Even though there are several working reservoir related theories, there seem to be a lack of consensus in the industry on the primary drivers behind this characteristic. General agreement, however, seems to be established around it being more prominent for leaner fluids (lower CGRs) than richer fluids (higher CGRs). Other than that, there seem to be several ways to mimick this behavior physically and with simulation, which leaves this to be a somewhat non-unique exercise without large amounts of high-quality lab and field data supporting either theory. What further complicates this exercise, is that operational effects can have a significant impact on producing CGRs – even if the producing wellstream composition is constant[1]– such as,

  • Separator gas blowby (gas “carryover”)
  • Different early time (handle lots of water) and late time surface process (handle less water)
  • Significant changes in separator conditions (Tsep and psep) – as discussed below in this post

Surface volumes are “Path Dependent”. The relationship between reservoir volumes and surface volumes (Bo, Rs | bgd, rs) is “path dependent”. For instance, for any given petroleum fluid, a three-stage separator process yields more surface liquid than a single-stage separator process.
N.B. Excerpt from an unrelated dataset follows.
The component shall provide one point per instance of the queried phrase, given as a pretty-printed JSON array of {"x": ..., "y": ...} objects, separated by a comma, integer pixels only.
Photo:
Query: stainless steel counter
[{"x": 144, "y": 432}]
In other words, how much of the reservoir fluid that translates into surface oil and surface gas  is related to the compositional path the components are subject to from reservoir to sales. For petroleum engineering purposes, this “path” is generally determined by the surface process, i.e. typically i) number of surface separator stages and ii) pressure and temperature of each stage.

Common Process Conversion. If the surface process separator conditions are changing significantly over time, a “correction” to a set of constant separator conditions might be needed for

  • Consistent well-to-well performance comparison
  • Consistent usage of black oil tables in history matching (using RTA/PTA or res. simulation)
  • Consistent analysis of CGR performance over time

The correction is referred to as common process conversion, as we “convert” the rates obtained from changing separator conditions to a “common” surface process (i.e. fixed temperature and pressure in each stage).

Fig. 1 shows common process conversion applied to a well in the Eagle Ford producing from a lean gas condensate fluid system that shows considerable CGR decrease from day 1 (above the apparent saturation pressure). Separator pressures are decreasing from 1000 psia to 250 psia in ~1000 days, as seen in Fig. 1a. If the changing separator conditions are not accounted for, it looks like the CGR decreases significantly from day 1. However, after applying common process conversion, much of the relative decrease in CGR is reduced, as seen in Fig. 1b. If we had not performed the correction, we would potentially attribute this decrease in CGR above the saturation pressure to some other physical process. This is a good example of when common process conversion has a large impact in general, which is expected as the separator conditions are changing significantly, and the fluid system is relatively lean.

Fig. 1a. Separator temperature and pressure for a lean gas condensate well in the Eagle Ford.Fig. 1b. CGR normalization applied to a lean gas condensate well in the Eagle Ford.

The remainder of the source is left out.